Clearly, using CRT, it suffices to prove the problem statement is true for prime powers. So suppose $n=p^e$ for some prime $p$, and positive integer $e$. If $p$ is odd, then take $$(a,b)=\left(\frac{p^e-1}{2},p^e \right)$$Else if $p=2$, then put $$(a,b)=\left(2^e,\frac{4^e-1}{3} \right)$$

$ 4a^{2}+9b^{2}-1 = (2a+3b)^{2} - 12ab -1 $ Suppose $ n = 2^{r}m $ such that $ gcd(m,2)=1 $ Put $ a= 2^{r}a^{'} $ and $ b=mb^{'} $ now we want $ 2^{r}m $ $\mid$ $ (2^{r+1}a^{'} + 3mb^{'})^{2} -12(2^{r}a^{'})(mb^{'}) -1 $ So $ 2^{r}m \mid (2^{r+1}a^{'} + 3mb^{'})^{2} -1 $ Now $ gcd(2^{r+1}, 3m)=1 $ so according to bézout theorem there exist $ a^{'} $ and $ b^{'} $ (mod n) such that $ (2^{r+1}a^{'}+3mb^{'})=1 $ So we are done.

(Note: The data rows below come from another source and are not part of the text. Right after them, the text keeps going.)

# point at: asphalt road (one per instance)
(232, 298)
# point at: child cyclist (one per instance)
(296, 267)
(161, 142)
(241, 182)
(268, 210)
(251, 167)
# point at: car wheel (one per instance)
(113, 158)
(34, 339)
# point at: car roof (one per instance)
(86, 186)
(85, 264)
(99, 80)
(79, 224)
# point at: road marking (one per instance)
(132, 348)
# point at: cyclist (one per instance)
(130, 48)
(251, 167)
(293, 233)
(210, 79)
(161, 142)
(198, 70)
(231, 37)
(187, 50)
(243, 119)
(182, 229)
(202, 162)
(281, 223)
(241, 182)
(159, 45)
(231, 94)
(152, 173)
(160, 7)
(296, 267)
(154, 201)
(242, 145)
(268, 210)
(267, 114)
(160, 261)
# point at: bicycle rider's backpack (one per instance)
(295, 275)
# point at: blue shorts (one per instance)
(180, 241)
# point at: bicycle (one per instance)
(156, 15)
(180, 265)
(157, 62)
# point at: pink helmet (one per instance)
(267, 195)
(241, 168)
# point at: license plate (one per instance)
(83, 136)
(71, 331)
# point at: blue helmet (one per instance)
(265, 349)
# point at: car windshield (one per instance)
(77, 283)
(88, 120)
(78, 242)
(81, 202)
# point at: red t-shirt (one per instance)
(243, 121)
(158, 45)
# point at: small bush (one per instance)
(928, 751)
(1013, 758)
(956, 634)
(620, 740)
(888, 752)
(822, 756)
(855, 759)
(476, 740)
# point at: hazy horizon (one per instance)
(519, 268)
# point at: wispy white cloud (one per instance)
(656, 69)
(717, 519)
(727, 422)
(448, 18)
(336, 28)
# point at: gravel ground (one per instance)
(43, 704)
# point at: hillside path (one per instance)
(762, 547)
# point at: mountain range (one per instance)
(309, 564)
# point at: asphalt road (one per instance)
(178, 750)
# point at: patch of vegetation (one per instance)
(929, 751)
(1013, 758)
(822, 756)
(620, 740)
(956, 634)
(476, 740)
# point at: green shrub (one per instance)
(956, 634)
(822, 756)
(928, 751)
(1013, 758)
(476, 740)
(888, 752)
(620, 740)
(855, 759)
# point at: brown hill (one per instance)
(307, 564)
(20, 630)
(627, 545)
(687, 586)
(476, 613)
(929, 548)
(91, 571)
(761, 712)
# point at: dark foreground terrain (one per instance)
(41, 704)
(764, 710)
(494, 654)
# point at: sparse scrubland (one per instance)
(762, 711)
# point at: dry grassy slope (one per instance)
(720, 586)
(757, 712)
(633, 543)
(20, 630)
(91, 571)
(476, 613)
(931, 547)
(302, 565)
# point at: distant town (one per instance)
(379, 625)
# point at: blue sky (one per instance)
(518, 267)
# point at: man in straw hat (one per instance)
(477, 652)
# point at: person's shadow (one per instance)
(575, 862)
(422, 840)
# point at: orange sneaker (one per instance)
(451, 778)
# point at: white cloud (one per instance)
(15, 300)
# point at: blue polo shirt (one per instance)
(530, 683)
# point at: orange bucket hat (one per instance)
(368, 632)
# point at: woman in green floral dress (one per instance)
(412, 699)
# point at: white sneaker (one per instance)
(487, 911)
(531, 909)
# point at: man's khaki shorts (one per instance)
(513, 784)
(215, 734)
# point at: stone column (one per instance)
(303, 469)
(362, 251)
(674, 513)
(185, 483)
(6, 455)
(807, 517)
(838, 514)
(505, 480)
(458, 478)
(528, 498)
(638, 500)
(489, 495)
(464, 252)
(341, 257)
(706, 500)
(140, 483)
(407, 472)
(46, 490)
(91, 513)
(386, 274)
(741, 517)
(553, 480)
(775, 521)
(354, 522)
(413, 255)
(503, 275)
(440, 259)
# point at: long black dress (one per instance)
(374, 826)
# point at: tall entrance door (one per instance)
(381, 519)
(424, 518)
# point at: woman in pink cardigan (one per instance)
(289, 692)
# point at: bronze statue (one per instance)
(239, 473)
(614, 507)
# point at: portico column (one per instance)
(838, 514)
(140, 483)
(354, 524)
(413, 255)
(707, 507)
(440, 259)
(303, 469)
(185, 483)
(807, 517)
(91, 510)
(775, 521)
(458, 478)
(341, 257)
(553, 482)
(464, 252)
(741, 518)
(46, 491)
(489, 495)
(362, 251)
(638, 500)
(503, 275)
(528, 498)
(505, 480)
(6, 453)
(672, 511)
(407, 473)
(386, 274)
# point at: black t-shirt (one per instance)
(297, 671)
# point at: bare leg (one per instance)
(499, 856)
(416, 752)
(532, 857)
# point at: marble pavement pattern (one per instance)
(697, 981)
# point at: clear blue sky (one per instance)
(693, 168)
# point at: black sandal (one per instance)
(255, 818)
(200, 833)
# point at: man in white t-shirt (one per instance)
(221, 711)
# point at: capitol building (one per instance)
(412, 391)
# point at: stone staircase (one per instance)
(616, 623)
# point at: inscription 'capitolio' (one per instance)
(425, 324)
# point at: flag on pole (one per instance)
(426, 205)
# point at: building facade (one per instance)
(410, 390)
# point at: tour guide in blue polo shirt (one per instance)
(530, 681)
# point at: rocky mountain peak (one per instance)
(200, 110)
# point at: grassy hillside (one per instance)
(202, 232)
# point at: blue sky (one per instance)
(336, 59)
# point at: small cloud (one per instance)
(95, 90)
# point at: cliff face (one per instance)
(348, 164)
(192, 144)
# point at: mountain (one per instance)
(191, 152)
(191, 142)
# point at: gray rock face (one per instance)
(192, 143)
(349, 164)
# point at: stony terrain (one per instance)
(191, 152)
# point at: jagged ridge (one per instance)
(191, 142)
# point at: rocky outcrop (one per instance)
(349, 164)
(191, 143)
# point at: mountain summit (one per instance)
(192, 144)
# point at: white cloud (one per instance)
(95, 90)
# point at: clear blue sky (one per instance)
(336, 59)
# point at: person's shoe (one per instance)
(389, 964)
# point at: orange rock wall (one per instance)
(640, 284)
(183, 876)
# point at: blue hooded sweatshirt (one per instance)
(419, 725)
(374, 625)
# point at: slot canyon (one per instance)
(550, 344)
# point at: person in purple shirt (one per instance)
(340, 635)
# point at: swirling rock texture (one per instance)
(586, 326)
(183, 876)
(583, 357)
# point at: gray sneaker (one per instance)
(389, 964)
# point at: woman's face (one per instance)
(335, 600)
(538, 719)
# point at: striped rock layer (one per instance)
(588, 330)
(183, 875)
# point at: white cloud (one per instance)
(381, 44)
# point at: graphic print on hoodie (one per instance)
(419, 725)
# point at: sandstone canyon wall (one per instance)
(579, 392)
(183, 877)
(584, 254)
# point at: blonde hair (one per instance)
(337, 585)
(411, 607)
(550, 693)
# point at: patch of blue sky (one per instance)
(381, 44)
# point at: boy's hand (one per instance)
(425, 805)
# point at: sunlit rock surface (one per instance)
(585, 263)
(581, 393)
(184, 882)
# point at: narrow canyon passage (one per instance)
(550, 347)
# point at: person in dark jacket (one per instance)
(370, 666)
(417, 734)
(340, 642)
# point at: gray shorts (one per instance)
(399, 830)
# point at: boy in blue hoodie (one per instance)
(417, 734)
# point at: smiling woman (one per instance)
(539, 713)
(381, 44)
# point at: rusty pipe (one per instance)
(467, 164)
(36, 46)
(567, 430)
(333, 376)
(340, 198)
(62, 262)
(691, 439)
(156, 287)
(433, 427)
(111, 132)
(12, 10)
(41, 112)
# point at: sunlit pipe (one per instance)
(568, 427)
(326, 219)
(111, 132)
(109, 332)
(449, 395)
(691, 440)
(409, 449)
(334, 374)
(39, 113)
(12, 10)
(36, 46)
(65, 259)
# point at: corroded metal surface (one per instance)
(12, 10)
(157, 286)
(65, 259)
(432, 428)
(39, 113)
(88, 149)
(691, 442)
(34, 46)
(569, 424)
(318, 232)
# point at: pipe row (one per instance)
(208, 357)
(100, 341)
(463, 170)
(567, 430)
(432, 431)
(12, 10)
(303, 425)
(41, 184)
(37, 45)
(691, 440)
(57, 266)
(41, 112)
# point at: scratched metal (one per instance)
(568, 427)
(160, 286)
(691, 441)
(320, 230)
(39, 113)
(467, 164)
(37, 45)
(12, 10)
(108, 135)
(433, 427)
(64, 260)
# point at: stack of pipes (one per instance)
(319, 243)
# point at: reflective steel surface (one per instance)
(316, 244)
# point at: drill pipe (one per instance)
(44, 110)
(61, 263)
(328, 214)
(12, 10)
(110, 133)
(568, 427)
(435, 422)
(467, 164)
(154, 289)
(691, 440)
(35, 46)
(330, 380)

Assume that we have $2a=X,3b=Y$ By chinese remiander Theorem it is easy to see that we only need to prove the result for $n=p^\alpha$ where $p$ is a prime number and alpha is nonnegative integer. For the case $p=2$ consider $2^\alpha\mid X,Y-1\implies 2^\alpha\mid X^2+(Y-1)(Y+1)$ Now assume that $p$ is odd and we have $v_p(X^2+Y^2-1)=\alpha$ (Essentially write $X^2+Y^2-1=rp^\alpha$ with $r$ not divisible by $p$) we shall prove that there exist $X',Y'$ such that $v_p(X'^2+Y'^2-1)>\alpha$. Let $X'=X+sp^\alpha$ hence we have $$X'^2+Y^2-1\equiv X^2+Y^2-1+2Xsp^\alpha=rp^\alpha+2Xsp^\alpha=p^\alpha(r+2Xs) \pmod{p^{\alpha+1}}$$Since $X$ is not divisible by $p$, we know that there exists such a unique $s\pmod{p}$ and the result follows with $Y'=Y$. Thus we only need to prove the result for $n=p$ For this part we only need to note that the sets $A=\{X^2\mid0\leq X\leq \frac{p-1}{2}\}$ and $B=\{1-Y^2\mid0\leq Y\leq \frac{p-1}{2}\}$ both have $\frac{p+1}{2}$ distinct remainders $\pmod{p}$ thus $A\cap B\neq\emptyset$ Thus there exist $X,Y$ such that $p\mid X^2+Y^2-1$ We are done!